In sessions at the seminar and in interviews with National Underwriter, experts who talked about issues that cross sector boundaries include James Wrona, a counsel at the National Association of Securities Dealers, Washington, Joseph Borg, the Alabama securities director and president of the North American Securities Administrators Association, Washington; and North Dakota Insurance Commissioner Jim Poolman.
Poolman has been talking with securities regulators about the NAIC’s new Viatical Settlements Model Act.
Wrona talked about a proposed NASD rule, Proposed Rule 2821, that would cover the sales and supervision practices used in the sale of deferred variable annuities.
The proposed rule would require a registered rep to have a reasonable basis for offering a deferred variable annuity, rather than another type of product, and the rep would have to make the consumer aware of product characteristics such as surrender periods, tax penalties, and mortality and expense fees, Wrona said.
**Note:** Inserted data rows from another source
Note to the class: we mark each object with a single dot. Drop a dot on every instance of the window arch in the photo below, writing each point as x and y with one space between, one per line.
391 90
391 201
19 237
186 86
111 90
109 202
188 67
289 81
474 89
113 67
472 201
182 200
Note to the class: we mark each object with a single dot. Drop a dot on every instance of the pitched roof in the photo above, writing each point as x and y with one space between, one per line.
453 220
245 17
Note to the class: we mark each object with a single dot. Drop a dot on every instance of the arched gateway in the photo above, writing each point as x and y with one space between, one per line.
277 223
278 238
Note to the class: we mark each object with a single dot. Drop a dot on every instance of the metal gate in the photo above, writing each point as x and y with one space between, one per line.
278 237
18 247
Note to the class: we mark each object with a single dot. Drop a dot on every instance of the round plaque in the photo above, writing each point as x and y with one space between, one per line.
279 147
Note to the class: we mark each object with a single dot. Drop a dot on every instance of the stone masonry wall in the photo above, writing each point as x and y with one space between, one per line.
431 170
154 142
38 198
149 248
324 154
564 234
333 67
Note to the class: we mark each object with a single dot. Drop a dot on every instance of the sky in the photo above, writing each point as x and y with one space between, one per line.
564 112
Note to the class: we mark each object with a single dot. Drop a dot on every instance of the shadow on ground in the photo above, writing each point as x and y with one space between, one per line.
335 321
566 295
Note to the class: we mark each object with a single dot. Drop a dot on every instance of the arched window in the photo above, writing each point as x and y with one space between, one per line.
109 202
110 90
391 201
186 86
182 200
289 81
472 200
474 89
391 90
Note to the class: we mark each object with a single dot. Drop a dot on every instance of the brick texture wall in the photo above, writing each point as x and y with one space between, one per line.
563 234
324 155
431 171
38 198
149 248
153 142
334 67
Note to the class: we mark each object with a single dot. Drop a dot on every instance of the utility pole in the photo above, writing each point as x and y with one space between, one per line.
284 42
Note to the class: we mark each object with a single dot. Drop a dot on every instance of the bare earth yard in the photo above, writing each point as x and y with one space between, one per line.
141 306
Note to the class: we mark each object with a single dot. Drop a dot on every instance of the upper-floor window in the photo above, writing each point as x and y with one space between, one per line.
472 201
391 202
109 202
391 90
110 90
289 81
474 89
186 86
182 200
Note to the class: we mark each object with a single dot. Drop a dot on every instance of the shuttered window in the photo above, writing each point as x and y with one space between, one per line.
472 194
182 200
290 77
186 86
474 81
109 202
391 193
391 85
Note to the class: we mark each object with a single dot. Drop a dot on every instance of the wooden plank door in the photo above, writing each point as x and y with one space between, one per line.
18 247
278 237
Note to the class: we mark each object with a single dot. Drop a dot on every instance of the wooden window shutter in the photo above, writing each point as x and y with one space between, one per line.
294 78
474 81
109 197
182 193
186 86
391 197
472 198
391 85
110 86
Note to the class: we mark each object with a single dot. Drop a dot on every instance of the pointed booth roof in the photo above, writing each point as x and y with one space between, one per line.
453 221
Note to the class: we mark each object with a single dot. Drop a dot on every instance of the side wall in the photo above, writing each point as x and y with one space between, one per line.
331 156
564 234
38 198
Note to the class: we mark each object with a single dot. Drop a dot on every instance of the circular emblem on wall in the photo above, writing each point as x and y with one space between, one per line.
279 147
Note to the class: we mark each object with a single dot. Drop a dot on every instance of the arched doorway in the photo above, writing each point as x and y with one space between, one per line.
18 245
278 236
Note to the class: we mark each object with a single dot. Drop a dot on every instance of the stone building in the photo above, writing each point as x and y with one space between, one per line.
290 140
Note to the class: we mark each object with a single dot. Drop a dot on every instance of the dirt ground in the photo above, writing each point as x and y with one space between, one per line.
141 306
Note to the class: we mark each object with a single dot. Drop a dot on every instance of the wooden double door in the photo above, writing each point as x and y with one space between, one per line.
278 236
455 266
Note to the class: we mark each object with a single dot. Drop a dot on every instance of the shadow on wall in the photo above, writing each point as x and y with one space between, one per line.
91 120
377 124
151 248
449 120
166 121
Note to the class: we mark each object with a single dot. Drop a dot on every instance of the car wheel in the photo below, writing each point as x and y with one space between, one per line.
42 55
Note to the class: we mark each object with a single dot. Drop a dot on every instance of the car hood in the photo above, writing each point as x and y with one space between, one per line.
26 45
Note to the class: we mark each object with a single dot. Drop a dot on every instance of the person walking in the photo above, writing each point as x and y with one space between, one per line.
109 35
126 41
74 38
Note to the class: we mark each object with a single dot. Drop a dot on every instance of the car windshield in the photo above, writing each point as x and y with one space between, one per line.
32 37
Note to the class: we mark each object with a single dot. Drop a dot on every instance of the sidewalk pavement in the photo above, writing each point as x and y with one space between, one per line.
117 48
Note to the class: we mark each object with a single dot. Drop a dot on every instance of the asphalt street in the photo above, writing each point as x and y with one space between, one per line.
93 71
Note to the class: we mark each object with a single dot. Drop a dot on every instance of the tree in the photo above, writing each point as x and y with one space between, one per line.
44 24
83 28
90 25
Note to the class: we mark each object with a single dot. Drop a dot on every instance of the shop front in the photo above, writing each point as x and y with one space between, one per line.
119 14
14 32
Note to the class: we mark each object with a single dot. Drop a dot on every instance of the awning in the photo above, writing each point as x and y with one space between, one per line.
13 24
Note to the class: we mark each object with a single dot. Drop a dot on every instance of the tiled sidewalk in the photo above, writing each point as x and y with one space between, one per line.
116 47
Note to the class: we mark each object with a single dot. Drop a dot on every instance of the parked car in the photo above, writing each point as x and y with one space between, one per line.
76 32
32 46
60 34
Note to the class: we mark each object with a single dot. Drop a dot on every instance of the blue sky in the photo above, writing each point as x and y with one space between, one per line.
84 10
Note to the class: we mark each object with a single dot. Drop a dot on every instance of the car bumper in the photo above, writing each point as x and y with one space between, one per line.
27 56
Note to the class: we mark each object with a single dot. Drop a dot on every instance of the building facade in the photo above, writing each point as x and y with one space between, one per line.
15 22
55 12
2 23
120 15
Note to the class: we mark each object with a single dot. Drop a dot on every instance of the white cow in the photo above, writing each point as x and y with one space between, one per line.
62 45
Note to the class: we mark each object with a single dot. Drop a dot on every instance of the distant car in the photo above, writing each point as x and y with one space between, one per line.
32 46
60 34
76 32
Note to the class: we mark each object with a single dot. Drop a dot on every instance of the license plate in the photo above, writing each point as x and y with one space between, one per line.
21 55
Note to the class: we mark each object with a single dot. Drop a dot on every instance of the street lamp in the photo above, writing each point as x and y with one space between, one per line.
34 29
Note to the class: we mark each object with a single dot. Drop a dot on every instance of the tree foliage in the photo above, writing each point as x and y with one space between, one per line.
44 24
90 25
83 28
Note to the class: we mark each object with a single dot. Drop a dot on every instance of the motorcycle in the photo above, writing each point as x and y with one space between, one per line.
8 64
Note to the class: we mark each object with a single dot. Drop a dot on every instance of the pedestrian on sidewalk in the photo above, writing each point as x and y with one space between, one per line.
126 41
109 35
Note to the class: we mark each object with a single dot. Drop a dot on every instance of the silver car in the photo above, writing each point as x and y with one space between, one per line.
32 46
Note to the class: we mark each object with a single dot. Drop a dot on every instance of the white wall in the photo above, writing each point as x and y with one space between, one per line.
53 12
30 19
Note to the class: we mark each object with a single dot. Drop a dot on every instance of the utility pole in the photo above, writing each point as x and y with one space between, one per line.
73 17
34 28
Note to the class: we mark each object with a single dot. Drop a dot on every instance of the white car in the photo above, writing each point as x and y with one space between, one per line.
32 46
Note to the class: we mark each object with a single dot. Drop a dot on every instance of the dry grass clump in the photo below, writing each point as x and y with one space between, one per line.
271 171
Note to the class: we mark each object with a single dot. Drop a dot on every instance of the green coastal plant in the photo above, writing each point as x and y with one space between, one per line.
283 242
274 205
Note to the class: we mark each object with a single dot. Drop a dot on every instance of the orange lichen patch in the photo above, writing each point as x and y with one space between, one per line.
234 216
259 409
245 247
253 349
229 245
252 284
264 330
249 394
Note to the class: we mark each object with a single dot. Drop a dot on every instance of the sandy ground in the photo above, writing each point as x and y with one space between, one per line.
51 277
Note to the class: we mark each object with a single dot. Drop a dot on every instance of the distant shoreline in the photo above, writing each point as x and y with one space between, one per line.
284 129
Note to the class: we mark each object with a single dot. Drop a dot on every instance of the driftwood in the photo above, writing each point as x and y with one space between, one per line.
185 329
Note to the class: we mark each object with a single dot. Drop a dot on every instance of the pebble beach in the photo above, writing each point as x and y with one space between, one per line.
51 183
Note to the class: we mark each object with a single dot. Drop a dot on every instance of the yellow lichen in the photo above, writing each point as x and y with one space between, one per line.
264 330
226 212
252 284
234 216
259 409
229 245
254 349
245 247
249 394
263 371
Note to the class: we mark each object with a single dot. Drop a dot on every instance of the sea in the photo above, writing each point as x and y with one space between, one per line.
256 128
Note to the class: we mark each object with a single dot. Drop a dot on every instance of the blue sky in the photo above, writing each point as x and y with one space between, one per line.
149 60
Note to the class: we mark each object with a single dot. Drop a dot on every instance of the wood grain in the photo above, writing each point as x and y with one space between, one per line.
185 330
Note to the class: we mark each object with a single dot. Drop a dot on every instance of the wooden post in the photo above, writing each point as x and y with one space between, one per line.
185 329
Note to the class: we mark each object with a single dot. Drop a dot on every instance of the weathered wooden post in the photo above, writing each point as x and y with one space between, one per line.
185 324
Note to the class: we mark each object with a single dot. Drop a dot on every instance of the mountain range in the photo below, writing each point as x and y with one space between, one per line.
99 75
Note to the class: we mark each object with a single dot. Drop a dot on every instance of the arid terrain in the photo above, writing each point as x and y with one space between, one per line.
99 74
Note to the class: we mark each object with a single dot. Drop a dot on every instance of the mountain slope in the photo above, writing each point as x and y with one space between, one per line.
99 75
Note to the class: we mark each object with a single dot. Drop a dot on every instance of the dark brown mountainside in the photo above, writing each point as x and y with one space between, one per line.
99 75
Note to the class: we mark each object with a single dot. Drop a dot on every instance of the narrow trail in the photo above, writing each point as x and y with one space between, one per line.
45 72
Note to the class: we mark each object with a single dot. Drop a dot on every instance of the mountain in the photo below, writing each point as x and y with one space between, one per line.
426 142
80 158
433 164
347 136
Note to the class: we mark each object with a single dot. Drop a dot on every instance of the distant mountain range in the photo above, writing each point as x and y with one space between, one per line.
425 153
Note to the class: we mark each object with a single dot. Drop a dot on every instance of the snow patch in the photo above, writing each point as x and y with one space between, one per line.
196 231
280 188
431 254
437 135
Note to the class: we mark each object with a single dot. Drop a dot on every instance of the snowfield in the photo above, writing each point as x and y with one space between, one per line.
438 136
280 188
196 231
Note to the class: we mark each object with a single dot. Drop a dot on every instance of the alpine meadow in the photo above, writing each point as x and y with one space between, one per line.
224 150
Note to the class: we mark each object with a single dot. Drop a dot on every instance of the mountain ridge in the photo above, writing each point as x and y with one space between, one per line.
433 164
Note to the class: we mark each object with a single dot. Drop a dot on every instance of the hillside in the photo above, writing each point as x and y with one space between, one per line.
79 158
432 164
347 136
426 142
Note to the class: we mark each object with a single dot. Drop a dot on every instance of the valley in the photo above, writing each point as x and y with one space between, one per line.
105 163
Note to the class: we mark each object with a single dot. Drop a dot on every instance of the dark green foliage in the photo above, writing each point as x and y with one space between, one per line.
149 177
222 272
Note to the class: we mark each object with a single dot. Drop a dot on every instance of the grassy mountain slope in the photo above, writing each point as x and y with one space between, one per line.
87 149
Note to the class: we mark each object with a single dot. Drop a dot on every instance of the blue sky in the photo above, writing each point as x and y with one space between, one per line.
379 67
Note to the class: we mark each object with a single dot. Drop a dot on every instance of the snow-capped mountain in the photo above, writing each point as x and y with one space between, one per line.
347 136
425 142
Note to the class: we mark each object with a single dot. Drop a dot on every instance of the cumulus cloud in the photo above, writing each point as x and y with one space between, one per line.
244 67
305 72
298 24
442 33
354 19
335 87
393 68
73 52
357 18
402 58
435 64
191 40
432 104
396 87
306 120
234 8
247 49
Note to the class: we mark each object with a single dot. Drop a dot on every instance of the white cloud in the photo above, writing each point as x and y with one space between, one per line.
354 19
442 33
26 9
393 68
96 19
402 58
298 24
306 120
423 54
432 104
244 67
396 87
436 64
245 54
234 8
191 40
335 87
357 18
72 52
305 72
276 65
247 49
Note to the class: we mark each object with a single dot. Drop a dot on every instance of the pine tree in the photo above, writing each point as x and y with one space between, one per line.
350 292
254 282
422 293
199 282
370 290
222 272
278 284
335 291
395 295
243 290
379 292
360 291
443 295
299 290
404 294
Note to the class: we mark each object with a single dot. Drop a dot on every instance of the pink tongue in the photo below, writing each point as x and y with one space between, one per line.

Borg talked about the differences between the mindsets of securities regulators and insurance regulators.
Securities regulators focus mainly on how a product is sold and whether the product is suitable for the purchasers, while insurance regulators also have to make sure that the products being filed will do what the companies say the products will do, Borg said.
Insurance regulators also have to think about the safety and soundness of the insurance company, Borg said.
CORRECTION: An earlier version of this article gave incorrect information about where some of the speakers made their statements.